= Gametophytic selection =

Gametophytic selection is the selection of one haploid pollen grain over another through the means of pollen competition (see also certation), and the resulting sporophytic generations are positively affected by this competition. Evidence for the positive effects of gametophytic selection on the sporophyte generation has been observed in several flowering plant species, but there is still some debate as to the biological significance of gametophytic selection.

== Non-random success of pollen tubes ==

=== Pollen competition hypothesis ===
The competitive ability of pollen grains (microgapmetophytes) is rooted in the expression of their haploid genomes. The haploid genes are expressed immediately after pollen development and during pollen germination and pollen-tube growth. About 60% of genes expressed in the sporophyte are also expressed in the microgametophyte. This expression influences the ability of pollen tubes to compete during growth. When pollen competition occurs, the competitive ability is determined by differences between tube growth rate or the time it takes for germination to occur. Pollen completion is increased when pollen is not limiting and when pollen is in abundance relative to the number of ovules present in the ovary, but this does not guarantee pollen competition.

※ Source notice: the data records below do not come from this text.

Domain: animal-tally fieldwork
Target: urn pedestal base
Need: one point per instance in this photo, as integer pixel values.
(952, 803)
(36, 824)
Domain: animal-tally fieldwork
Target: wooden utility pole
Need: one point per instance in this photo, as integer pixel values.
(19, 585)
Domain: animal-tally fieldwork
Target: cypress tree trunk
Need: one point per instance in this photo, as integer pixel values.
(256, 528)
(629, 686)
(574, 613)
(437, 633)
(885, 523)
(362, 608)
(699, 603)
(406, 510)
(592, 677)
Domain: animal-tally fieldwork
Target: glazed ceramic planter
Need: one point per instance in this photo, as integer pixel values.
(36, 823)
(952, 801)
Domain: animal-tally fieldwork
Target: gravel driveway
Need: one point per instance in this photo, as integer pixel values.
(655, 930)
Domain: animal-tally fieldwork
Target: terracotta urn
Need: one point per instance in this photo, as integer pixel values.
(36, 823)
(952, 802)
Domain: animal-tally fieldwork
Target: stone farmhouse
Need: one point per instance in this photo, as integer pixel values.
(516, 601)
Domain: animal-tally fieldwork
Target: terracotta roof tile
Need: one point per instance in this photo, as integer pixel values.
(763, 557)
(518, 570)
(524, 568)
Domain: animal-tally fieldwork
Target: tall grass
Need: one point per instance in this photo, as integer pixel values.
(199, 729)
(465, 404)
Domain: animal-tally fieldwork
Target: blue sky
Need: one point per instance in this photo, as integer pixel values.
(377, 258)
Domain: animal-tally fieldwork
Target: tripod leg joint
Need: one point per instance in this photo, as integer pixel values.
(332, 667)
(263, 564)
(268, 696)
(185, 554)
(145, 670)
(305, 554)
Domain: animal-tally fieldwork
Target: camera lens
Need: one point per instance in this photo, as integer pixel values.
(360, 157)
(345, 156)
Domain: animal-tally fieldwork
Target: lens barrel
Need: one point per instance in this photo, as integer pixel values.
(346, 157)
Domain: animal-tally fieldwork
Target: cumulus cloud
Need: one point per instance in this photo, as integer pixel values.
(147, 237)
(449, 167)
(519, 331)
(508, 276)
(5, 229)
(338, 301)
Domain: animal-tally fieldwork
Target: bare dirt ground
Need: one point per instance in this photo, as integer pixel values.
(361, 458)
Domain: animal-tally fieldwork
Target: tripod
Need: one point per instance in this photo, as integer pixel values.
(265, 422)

=== Non-random success of pollen ===
Studies on corn have observed a non-random success of pollen grains possessing different alleles resulting in ratios that differ from those expected by Mendel's Law of Segregation of Genes (certation). Pollen from a heterozygous sporophyte should exhibit an equal distribution of gametes inherited by offspring. Evidence of higher fertilization frequencies by pollen carrying one allele resulted in differences from expected random mating ratios.

== Offspring quality ==
Evidence suggests that gametophytic selection may influence the fitness of seedlings in the next sporophytic generation. Studies on specific species have observed improvement of offspring quality suggesting that the rate of pollen-tube growth in the style is positively correlated with the rate of seedling growth in the next generation. In experiments, Dianthus chinensis demonstrated that when pollen tubes had to grow a longer distance through the style the offspring had increased vigor and competitive ability. Pollen competition is also one of the primary drivers for cryptic self-incompatibility favoring outcrossed pollen for fertilization.

=== Reduced inbreeding depression ===
Faster pollen tube growth rate in Dalechampia scandens results in reduced inbreeding depression in mixed-mating systems due to intense pollen competition after self-pollination. Gametophytic selection was apparently responsible for increased seed mass and radicle growth in selfed seedlings.

=== Sex ratios ===
Experiments on Rumex hastatulus demonstrated that sex ratios differences were not induced by environmental or biotic variables, but that pollen competition did result in skewed sex ratios.

=== Seedless tracheophytes vs. angiosperms ===
Current hypotheses suggest that gametophytic selection in early seedless land plants would have seen negative repercussions due to the limitations imposed by environmental selection on independent gametophytes, like those of bryophytes and ferns. Polyploidy may have been a mechanism that avoided these repercussions in modern ferns.

Flowering plants may have seen benefits from gametophytic selection occurring during pollen-tube growth in the style. It has been proposed that gametophytic selection contributed to the radiation of flowering plants with closed carpels and more efficient pollen transfer by insects enhancing selective pressure on microgametophytes.

== Alternative hypotheses to pollen competition ==
The biological importance of gametophytic selection continues to be a subject of discussion. Suggestions have been made that the significance of the heritable ability of the genes passed on from haploid gametes may not significant and that differences in the number of pollen grains on the stigma or the distance pollen tubes travel through the style may have promoted differences in seed provisioning that resulted in differences in seedling growth instead of heritable genetic differences resulting from pollen competition.